Wheels of Tragedy
Thursday, January 3, 2008 at 02:39PM Plotkin can walk perfectly fine, which is why he's now confined to a wheelchair.
I was surprised to see Plotkin wheel into my office this morning in a wheelchair, but he assured me he had full physical use of both legs. There had been no accident, no physical injury, nor had any cancerous disease impaired his ability to walk.
"It's 100% mental," he said.
Because he has the full use of both legs, he fears losing it. This became a fear of his when his son offered a prayer of thanksgiving over the holiday and specifically thanked God that his father was not a paraplegic. Since then, Plotkin has been having terrible nightmares about car accidents that leave me paralyzed from the waist down. So now, he will not allow himself to walk mentally for fear of losing the use of his legs physically.
"How do you overcome it?" I asked.
"Hard to say with psychological issues like this," he said.

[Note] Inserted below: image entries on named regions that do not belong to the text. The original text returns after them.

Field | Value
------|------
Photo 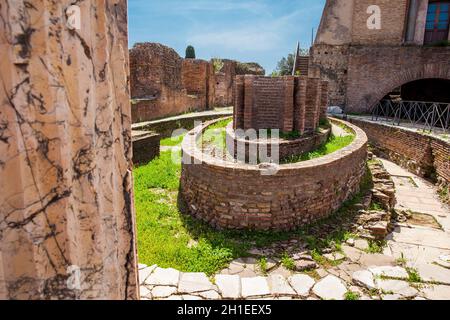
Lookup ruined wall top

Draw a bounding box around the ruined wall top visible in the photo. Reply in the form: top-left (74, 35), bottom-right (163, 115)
top-left (315, 0), bottom-right (414, 45)
top-left (234, 75), bottom-right (328, 133)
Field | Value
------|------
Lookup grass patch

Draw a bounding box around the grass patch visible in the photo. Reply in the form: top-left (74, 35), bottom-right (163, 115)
top-left (134, 149), bottom-right (372, 275)
top-left (366, 240), bottom-right (387, 254)
top-left (406, 268), bottom-right (423, 283)
top-left (258, 257), bottom-right (267, 275)
top-left (281, 252), bottom-right (295, 270)
top-left (282, 135), bottom-right (355, 164)
top-left (160, 134), bottom-right (186, 147)
top-left (345, 291), bottom-right (360, 301)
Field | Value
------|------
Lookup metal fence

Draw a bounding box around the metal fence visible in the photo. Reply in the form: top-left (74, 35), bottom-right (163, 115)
top-left (372, 100), bottom-right (450, 133)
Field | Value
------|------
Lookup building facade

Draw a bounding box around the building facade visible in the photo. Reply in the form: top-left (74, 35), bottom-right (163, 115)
top-left (309, 0), bottom-right (450, 112)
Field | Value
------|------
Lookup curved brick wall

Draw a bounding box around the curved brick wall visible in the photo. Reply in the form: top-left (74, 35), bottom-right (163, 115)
top-left (226, 123), bottom-right (331, 160)
top-left (181, 120), bottom-right (367, 230)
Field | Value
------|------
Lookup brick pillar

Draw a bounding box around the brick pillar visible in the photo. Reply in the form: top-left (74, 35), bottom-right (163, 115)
top-left (0, 0), bottom-right (138, 300)
top-left (319, 80), bottom-right (328, 120)
top-left (280, 76), bottom-right (295, 132)
top-left (294, 77), bottom-right (307, 134)
top-left (233, 76), bottom-right (245, 130)
top-left (305, 78), bottom-right (321, 132)
top-left (244, 75), bottom-right (257, 130)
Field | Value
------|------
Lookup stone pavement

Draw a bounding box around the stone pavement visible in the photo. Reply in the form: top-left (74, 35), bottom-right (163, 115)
top-left (139, 160), bottom-right (450, 300)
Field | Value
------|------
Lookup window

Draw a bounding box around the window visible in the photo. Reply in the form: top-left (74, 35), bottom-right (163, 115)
top-left (424, 1), bottom-right (450, 44)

His doctor did say, however, that if he actually got into an accident that left him paralyzed from the waist down, the psychological impairment would go away. So at that point he'd be able to walk psychologically, just not physically.
I guess I won't be able to call his assistant Kristy by her nickname "Wheels" anymore. That would probably be considered insensitive and I'm sure I would be sent to HR yet again because of it.
Plotkin then discussed several critical systems issues they were having in Accounting, which I had absolutely no interest in discussing but nodded and offered a lot of uh-huhs.
I told Plotkin I'd handle everything as long as he put the details in an email and sent it to me. That way my effort to resolve the issues would be minimized to a single mouse click as I forwarded the message to my production support staff to handle.
Plotkin tried turning himself around, but obviously didn't have proper wheelchair operation down yet. He banged his knees and shins on various office furniture in the process, squinting his eyes in pain even though he apparently had absolutely no feeling in either leg. He clarified by saying he could not feel any psychological pain in his legs, but could definitely feel physical pain.
Before he left my office, he turned back and said:
"Oh, and don't worry about your boss. We've got that all squared away."
I looked at him curiously. No, suspiciously.
"My boss?" I inquired.
"Smithee," he said. "He wasn't getting paid. He asked us to look into it. No big deal. We just hadn't received any of his invoices. But he's provided them to us for the past three weeks and he's getting paid now. It's all good."
Well, that's just great. The fraud continues and is completely out of my hands now. But my career's fate now rests solely in the hands of a porn star pretending to be my boss, a man who never really existed in the first place.
Talk about a fucked up situation...
Accounting,
Finance,
Humor,
Office Politics,
Satire 
Reader Comments (3)
Take this Smithee thing to your advantage, talk with Nick and see what you can get out of it now that Smithee is real...
I think I saw a 20/20 special on this phenomenon...
Bob, good advice. I need to think of all the things I wish Smithee could do but couldn't because he didn't exist. Now that he does exist, I've got to use this to my advantage. As long as Nick cooperates (and why shouldn't he?), this might just work out in my favor.
Remy, I think it was 60 Minutes. Or was it Judge Judy?